Dividend
Summary: Cash, stocks or other bonuses paid to shareholders based on the company’s income.
A dividend is a distribution of a company’s earnings or profits to its shareholders. It can be cash, stocks, or anything else, and is paid from the company’s net income. Under Singapore’s Companies Act, a company cannot pay dividends if it isn’t turning a profit. If dividends are paid without profit, the CEO(s) or other directors who deliberately allowed this to happen could face legal charges.

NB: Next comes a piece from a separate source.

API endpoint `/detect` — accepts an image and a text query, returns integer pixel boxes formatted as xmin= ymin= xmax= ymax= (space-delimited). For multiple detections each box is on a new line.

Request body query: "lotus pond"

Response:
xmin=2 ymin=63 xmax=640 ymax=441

Different Kinds of Dividends
- There are two main kinds of dividends:
Final Dividend – This type of dividend is announced at the company’s Annual General Meeting (AGM) with the shareholders’ agreement. The amount depends on the yearly profit after considering the company’s financial statements. Once declared, final dividends are set in stone and cannot be reduced or withdrawn. - Interim Dividend – The board of directors declares this dividend based on the company’s provisional profits before the AGM and full-year financial results are out. Although companies are not obligated to commit to this kind of payment, it’s in their best interests to stay reliable to protect their reputation and keep their investors content.
It’s worth noting that a company isn’t required by law to give dividends to its shareholders. It can reinvest the profits or save them for a rainy day. But they’re required to declare any dividends before they’re paid out.
In Singapore, dividends have no tax implications for shareholders due to the one-tier taxation system. After a company pays corporate taxes on its profit, shareholders are off the hook and don’t need to pay income tax.